Here’s the scene. It is the night before Jesus’ crucifixion. He is sitting with his disciples to eat a Passover meal. He is instituting the Lord’s Supper, and Jesus says, having given them the cup, “Drink of it, all of you, for this is my blood of the covenant, which is poured out for many, for the forgiveness of sins.”
Here’s what’s interesting. Christopher Wright points this out, that Jesus makes three subtle but very important changes in the use of these words. The first thing he says is, “Drink of it, all of you, for this is my blood of the covenant.” Not “the blood of the covenant,” not, “the blood of my covenant,” but, “my blood of the covenant.” Why? Because he was about to shed his own blood to ratify a new covenant, to bring into existence a new covenant in fulfillment of the prophet.
He says, “This is my blood of the covenant, which is poured out for many.” What’s that? That is a direct quotation from Isaiah 53:12, where the servant of the Lord who suffers for the people of God, who bears their sins, their iniquities, so that the chastisement belonging to them falls on him, judged by God in their place. Isaiah 53:12 says that he “poured out his soul to death and was numbered with the transgressors.” And Jesus says, “This is my blood of the covenant, which is poured out for many [here’s the third thing], for the forgiveness of sins.”

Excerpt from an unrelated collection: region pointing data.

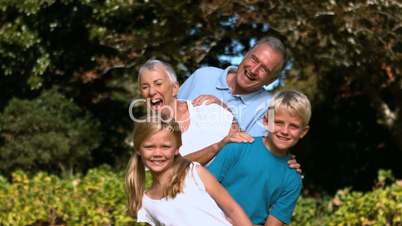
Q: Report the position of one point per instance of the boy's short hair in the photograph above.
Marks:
(293, 102)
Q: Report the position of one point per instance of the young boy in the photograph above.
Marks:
(257, 174)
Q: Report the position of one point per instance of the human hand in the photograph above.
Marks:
(238, 137)
(207, 99)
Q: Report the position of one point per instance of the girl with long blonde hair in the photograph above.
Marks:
(182, 192)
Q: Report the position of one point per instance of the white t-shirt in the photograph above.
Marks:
(209, 124)
(193, 207)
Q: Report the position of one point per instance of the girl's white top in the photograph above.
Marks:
(193, 207)
(209, 124)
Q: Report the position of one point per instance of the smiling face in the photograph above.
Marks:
(158, 151)
(156, 86)
(288, 130)
(258, 68)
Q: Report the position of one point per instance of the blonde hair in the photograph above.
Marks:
(293, 102)
(135, 176)
(153, 65)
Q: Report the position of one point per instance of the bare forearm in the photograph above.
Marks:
(205, 155)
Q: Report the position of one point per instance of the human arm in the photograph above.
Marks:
(205, 155)
(229, 206)
(209, 99)
(283, 206)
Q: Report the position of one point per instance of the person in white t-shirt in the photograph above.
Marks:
(182, 192)
(205, 128)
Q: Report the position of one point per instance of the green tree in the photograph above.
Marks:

He’s evoking Jeremiah 31, one of the great promises of the new covenant. Jeremiah 31:34 says, “For I will forgive their iniquity and will remember their sin no more.”
Jesus is the Lord of the covenant. He is the Lord of the covenant who fulfills all of the typology of the old covenant and how now inaugurates the new, and he does it through shedding his blood, the blood of the covenant, for our sins.

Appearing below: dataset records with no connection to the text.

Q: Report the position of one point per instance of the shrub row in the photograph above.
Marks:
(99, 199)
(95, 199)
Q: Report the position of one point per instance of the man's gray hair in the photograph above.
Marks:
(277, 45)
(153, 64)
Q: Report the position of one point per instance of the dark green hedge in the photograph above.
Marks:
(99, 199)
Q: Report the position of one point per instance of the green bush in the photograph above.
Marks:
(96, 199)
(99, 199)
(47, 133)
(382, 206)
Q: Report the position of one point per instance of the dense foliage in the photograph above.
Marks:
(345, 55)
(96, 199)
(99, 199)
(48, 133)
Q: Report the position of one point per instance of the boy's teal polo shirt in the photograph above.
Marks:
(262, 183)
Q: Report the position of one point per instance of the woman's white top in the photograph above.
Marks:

Let me ask you this morning, have you found peace with God through the blood of Jesus Christ? Have you trusted in him? Do you know what it is to be washed and made clean and brought near to God through the blood of Jesus Christ? If you’ve never experienced that, maybe today could be that day where you confess your sins, you acknowledge your need for God’s mercy and grace, and you trust in what Jesus Christ has done for you.

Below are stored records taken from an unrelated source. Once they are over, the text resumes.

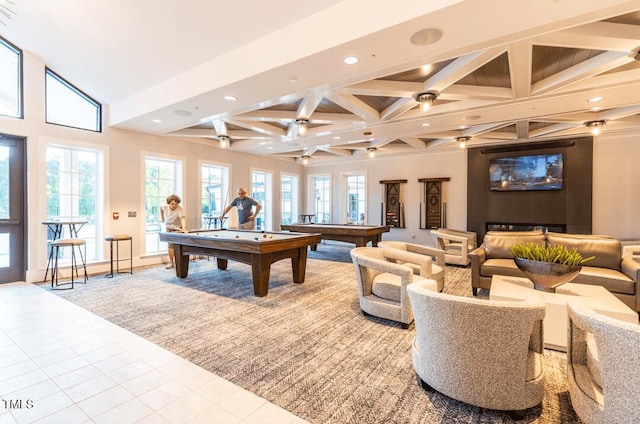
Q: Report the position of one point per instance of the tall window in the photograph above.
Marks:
(321, 192)
(356, 198)
(11, 80)
(162, 178)
(214, 192)
(75, 191)
(289, 198)
(68, 106)
(261, 191)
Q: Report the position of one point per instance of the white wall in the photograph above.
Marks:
(616, 185)
(616, 190)
(449, 164)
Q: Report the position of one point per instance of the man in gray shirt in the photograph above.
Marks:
(246, 214)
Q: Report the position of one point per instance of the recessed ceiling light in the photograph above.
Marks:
(351, 60)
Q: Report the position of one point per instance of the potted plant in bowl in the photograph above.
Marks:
(548, 266)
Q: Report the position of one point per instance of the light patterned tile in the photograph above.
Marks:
(161, 396)
(131, 411)
(242, 403)
(185, 409)
(105, 401)
(215, 415)
(146, 382)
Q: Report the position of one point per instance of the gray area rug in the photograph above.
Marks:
(307, 348)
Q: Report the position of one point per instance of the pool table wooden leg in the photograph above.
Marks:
(299, 265)
(222, 263)
(182, 261)
(260, 269)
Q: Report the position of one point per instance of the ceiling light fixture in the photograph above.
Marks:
(595, 126)
(302, 126)
(224, 140)
(462, 141)
(426, 100)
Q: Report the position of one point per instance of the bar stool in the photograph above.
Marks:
(117, 239)
(56, 245)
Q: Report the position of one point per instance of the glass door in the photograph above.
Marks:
(12, 209)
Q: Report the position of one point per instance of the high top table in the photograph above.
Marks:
(56, 226)
(555, 321)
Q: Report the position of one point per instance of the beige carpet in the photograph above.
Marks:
(306, 348)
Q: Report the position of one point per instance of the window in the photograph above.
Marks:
(75, 191)
(356, 198)
(68, 106)
(214, 191)
(289, 198)
(261, 192)
(11, 81)
(321, 191)
(162, 178)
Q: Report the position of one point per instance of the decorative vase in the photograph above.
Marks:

For those of us who are believers this morning, may we grow in a deeper appreciation of the access we have to God through the blood of his Son, and may the response of our hearts be, “All that the Lord has said we will do. We devote ourselves to God in grateful obedience because of his grace and mercy in Jesus Christ.”
Let’s pray together.
Gracious, merciful God, how we thank you for your word! We thank you for your Son and the gift of the salvation that we have through him. We thank you that Jesus went all the way to the cross to shed his blood for our forgiveness and to bring us into a relationship with you. Lord, our prayer this morning is that, like the people of Israel, we would be so overwhelmed with the significance of being in this covenant relationship with you that the response of our hearts would be one of obedience and devotion, and that we could say from our hearts, “All that the Lord has spoken we will do,” not because our obedience is what gets us in—we know that it’s only the blood of Jesus Christ that brings us into this relationship with you—but because this is the right response to the mercies of God given to us in Christ.
As we come to the Lord’s table this morning, may that be our heart. May we consider and see in the emblems of the bread and the juice the broken body and shed blood of our Savior, and in receiving these elements may we say from our hearts, “Lord, we belong to you and we devote ourselves to be obedient to you.” We ask you to draw near to us in these moments, be glorified in our worship; we pray this in Jesus’ name and for his sake, amen.